Trafford groups team up to raise awareness of suicide

Flag raising

Staff at Trafford Council and NHS Trafford Clinical Commissioning Group (CCG) have teamed up to raise awareness about the issue of suicide.

The local authorities are keen to reduce the number of suicides in the borough by increasing support available for people at risk of suicide, as well as helping those bereaved or affected by it.

Suicide is actually the biggest killer of men under 49 and women aged 20-34 in the region.

Tuesday 10 September is Suicide Prevention Day and a flag was raised at Trafford Town Hall to highlight it this morning, kicking off a month of awareness raising in Trafford.

Andy Graham, from Carrington, was in attendance. He attempted suicide on a number of occasions but now wants to raise awareness of the issue.

He said: “I suffered for many years with mental health. It started a long time ago when there wasn’t the support available.

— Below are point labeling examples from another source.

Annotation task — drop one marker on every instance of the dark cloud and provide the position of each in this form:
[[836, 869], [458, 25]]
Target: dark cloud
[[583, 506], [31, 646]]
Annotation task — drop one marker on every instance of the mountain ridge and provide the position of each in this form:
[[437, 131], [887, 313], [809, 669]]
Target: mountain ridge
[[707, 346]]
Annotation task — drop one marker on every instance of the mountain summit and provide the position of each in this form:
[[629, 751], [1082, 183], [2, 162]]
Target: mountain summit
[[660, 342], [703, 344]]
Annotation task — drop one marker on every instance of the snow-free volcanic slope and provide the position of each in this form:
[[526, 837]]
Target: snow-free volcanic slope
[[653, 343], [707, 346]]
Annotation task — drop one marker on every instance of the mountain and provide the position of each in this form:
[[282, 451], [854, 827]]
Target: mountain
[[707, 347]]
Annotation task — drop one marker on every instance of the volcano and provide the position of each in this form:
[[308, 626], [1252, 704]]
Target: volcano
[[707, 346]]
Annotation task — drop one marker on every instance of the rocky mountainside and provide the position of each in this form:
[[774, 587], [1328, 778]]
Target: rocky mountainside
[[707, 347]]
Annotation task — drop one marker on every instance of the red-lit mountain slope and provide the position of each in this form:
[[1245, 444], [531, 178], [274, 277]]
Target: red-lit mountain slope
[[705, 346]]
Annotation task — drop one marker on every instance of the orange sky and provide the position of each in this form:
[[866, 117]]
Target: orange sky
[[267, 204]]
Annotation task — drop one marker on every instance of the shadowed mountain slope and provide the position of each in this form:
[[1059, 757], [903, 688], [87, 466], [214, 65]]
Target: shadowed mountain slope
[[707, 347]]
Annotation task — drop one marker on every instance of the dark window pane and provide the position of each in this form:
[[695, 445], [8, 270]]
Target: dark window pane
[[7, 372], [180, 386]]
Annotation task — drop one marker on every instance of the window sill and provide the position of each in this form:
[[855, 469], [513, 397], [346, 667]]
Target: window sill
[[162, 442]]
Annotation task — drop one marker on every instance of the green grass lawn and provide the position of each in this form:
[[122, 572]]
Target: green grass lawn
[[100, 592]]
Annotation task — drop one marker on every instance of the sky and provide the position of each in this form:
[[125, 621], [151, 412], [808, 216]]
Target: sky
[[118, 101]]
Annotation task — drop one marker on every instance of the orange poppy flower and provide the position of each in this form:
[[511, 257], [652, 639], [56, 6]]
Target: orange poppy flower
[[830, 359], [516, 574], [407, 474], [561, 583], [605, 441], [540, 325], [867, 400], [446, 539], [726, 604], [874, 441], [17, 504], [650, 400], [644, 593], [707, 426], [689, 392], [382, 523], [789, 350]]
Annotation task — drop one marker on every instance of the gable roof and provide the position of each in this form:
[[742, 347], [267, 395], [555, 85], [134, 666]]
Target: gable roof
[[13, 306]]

“I tried to end my life, I drank too much and I suffered with nightmares, flashbacks and panic attacks.

“But now I want to raise awareness and let people know that recovery is possible. No-one should have to go through what I went through and I want everyone to learn how they can help to support people suffering from suicidal feelings.”

Cllr Jo Harding, chair of Trafford Suicide Prevention Group, said: “One in five people have had suicidal thoughts yet it’s something that doesn’t get talked about.

“We want to change this. We want people who are suffering to know that they are not along and can talk to people – whether that is friends, family, colleagues or professionals.

“But talking is a two-way thing so we also need friends, family and colleagues to feel they can talk to the person who is suffering

“Often we don’t know how to approach the subject or feel that we could do more harm by talking about it.

“But the opposite is the case. Suicide is preventable and talking to someone about their mental health can really help.”

The CCG and Council are looking to raise awareness of the issue by hosting a number of blogs on their websites by people with experience. These include issues of combating the stigma and bereavement support. There will also be useful links directing people to sites that can help them at

Dr Liz Clarke, NHS Trafford CCG’s mental health clinical lead, said: “Sometimes, people know they need help but don’t know who to turn to. Other times, it’s friends, relatives or colleagues or someone who want to help but don’t know where to start.

“We want to make sure people know that help is available and that they can access support at the earliest possible stage. No-one should have to suffer alone.”